La Cour de cassation en concluait qu’il appartenait à la CIVI et à la Cour d’appel de chercher les éléments matériels caractérisant l’infraction, et ce alors même qu’un acquittement avait été prononcé.
Il convient d’en conclure qu’un acquittement ou une relaxe pour insuffisance de preuve ne remet pas en cause l’existence de l’infraction, de sorte que la CIVI peut être amenée à caractériser l’infraction et indemniser la victime.
Il convient également d’en conclure qu’un acquittement au motif que l’infraction n’a pas eu lieu ne pourrait donner lieu à indemnisation.
- Quid de l’indemnisation de la CIVI si la CPAM n’a pas été mise en cause devant la juridiction pénale ?
En cas de préjudice corporel, la victime a l’obligation de mettre la CPAM dans la cause afin d’obtenir réparation de son préjudice (article L.376-1, alinéa 8, du Code de la sécurité sociale).
Cette mise en cause doit être réalisée au moins 10 jours avant l’audience. En cas de comparution immédiate, le Ministère public se charge de cette mise en cause.
La Cour d’appel a dû répondre à la question suivante : si la CPAM n’a pas été mise en cause dans le cadre de l’audience pénale, la CIVI peut-elle malgré cela indemniser la victime ?
La Cour d’appel d’AIX EN PROVENCE a jugé que cette indemnisation pouvait en effet avoir lieu (CA d’AIX EN PROVENCE, 20 décembre 2013, n°12/03526).
En l’espèce, un individu avait été condamné pour violences volontaires sur une femme, qui se constituait partie civile mais n’avait pas mis en cause la CPAM devant la juridiction pénale.
La requérante saisissait la CIVI aux fins d’être indemnisée.
La Cour d’appel rappelait la possibilité pour la CPAM de demander l’annulation du jugement pénal et que la CIVI pouvait indemniser la victime alors même qu’elle n’avait pas mis la CPAM dans la cause devant la juridiction pénale.
Il convient d’en conclure que l’absence de mise en cause de la CPAM n’a pas d’impact sur l’indemnisation de la CIVI, mais aurait pour conséquence l’annulation du jugement pénal en ses dispositions civiles si cette annulation est sollicitée.
- Quid du recours du Fonds de garantie aux fins de remboursement ?
Enfin, il convient de rappeler que la FONDS DE GARANTIE DES VICTIMES D’INFRACTIONS a une action subrogatoire contre l’auteur de l‘infraction, aux fins de remboursement.
Concrètement, une fois que la CIVI ordonne l’indemnisation de la victime, le FONDS DE GARANTIE peut indemniser cette dernière en lieu et place de l’auteur.

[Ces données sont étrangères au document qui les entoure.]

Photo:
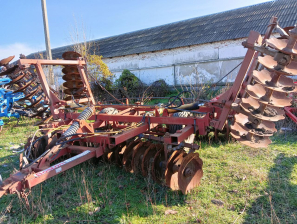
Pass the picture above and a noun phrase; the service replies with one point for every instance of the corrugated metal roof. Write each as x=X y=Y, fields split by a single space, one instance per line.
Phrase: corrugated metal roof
x=228 y=25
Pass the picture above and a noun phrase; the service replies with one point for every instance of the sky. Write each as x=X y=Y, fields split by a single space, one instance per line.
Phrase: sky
x=22 y=23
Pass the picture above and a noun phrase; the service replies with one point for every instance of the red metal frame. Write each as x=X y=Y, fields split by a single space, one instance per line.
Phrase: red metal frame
x=217 y=112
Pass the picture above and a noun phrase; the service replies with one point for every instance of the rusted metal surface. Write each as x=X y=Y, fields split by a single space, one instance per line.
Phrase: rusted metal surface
x=126 y=134
x=266 y=93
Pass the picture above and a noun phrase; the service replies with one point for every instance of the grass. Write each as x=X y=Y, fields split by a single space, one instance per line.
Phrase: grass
x=255 y=186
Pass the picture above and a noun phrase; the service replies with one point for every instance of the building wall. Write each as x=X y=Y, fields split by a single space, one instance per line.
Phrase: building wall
x=186 y=65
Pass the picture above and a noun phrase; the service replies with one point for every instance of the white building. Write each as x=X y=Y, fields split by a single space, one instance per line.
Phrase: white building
x=193 y=50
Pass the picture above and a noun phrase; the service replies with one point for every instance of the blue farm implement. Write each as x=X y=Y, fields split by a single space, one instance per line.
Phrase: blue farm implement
x=156 y=140
x=20 y=85
x=7 y=99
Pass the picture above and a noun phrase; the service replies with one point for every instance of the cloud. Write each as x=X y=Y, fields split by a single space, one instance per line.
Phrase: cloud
x=15 y=49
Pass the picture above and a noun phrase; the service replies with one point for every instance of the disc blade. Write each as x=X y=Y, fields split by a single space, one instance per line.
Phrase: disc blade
x=252 y=106
x=284 y=84
x=137 y=157
x=277 y=99
x=171 y=174
x=148 y=155
x=9 y=71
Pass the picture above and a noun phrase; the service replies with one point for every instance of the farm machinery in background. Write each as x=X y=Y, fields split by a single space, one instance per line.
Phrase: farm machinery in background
x=22 y=86
x=157 y=141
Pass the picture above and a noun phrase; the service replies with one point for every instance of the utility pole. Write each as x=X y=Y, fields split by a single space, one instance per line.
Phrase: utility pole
x=47 y=42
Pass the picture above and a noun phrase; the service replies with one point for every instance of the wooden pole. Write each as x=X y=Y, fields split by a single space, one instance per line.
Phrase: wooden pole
x=47 y=41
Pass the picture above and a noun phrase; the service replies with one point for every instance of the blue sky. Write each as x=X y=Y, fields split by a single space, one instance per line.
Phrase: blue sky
x=22 y=25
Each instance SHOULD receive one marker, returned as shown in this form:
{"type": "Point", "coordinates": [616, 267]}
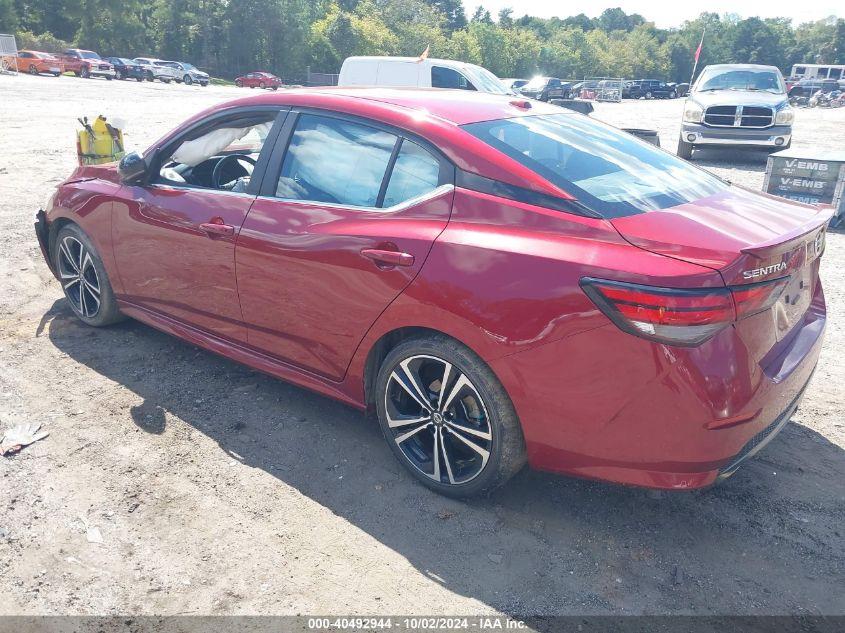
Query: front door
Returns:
{"type": "Point", "coordinates": [332, 240]}
{"type": "Point", "coordinates": [175, 237]}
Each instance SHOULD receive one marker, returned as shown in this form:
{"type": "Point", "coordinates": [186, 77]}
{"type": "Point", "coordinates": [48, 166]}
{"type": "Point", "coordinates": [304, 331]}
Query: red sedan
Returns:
{"type": "Point", "coordinates": [258, 80]}
{"type": "Point", "coordinates": [500, 281]}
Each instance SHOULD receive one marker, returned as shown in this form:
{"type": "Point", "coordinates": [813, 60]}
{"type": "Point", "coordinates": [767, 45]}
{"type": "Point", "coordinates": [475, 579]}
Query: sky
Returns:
{"type": "Point", "coordinates": [668, 13]}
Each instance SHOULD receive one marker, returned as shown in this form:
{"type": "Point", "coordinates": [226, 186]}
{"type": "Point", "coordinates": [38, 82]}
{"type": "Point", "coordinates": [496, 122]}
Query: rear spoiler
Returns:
{"type": "Point", "coordinates": [789, 240]}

Puis, le FONDS se retourne contre l’auteur de l’infraction afin d’être remboursé de la somme versée à la victime.
En ce sens, la Cour de cassation a rappelé que cette action du FONDS DE GARANTIE n’existe que s’il peut justifier que les victimes auxquelles il a versé une indemnisation ont souffert d’un préjudice découlant de l’infraction (Cass.crim., 24 novembre 2004, n°04-80.226).
Ainsi, le FONDS DE GARANTIE ne pourra demander à l’auteur des faits le remboursement des indemnités versées s’il ne peut pas prouver que les victimes en ayant bénéficié ont bien souffert d’un préjudice découlant directement de l’infraction qui lui est reprochée.